Leni heard her mother start to cry, and somehow that made it worse, as if her tears watered this ugliness, made it grow. Leni pulled Mama into her arms, held her tightly, stroked her back, just like Mama had done so many times for Leni.

Leni didn’t know how long she sat there, holding her mother, replaying the horrible scene over and over.

Then she heard her father’s return.

She heard his uneven footsteps on the deck, his fumbling with the door latch. Mama must have heard it, too, because she was crawling unsteadily to her feet, pushing Leni aside, saying, “Go upstairs.”

Leni watched her mama rise; she dropped the wet, bloody rag. It fell with a splat to the floor.

The door opened. Cold rushed in.

“You came back,” Mama whispered.

Dad stood in the doorway, his face lined in agony, his eyes full of tears. “Cora, my God,” he said, his voice scratchy and thick. “Of course I came back.”

They moved toward one another.

Dad collapsed to his knees in front of Mama, his knees cracking on the wood so loudly Leni knew there would be bruises tomorrow.

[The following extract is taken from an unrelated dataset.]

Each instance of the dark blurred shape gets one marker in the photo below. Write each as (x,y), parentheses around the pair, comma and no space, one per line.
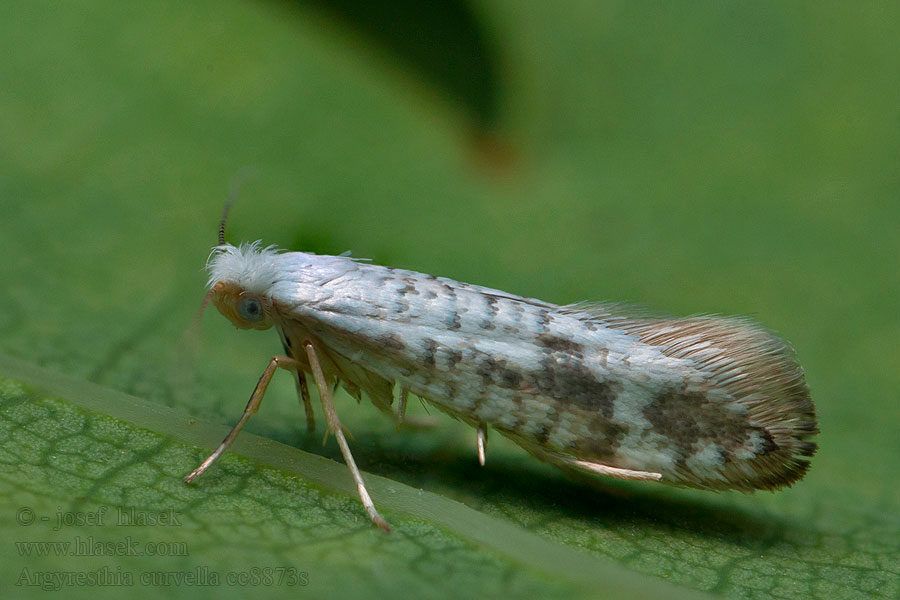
(442,41)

Mama moved closer, put her hands in his hair. He buried his face in her stomach, started to shake and cry. “I’m so sorry. I just love you so much … it makes me crazy. Crazier.” He looked up, crying harder now. “I didn’t mean it.”

“I know, baby.” Mama knelt down, took him in her arms, rocked him back and forth.

Leni felt the sudden fragility of her world, of the world itself. She barely remembered Before. Maybe she didn’t remember it at all, in fact. Maybe the images she did have—Dad lifting her onto his shoulders, pulling petals from a daisy, holding a buttercup to her chin, reading her a bedtime story—maybe these were all images she’d taken from pictures and imbued with an imagined life.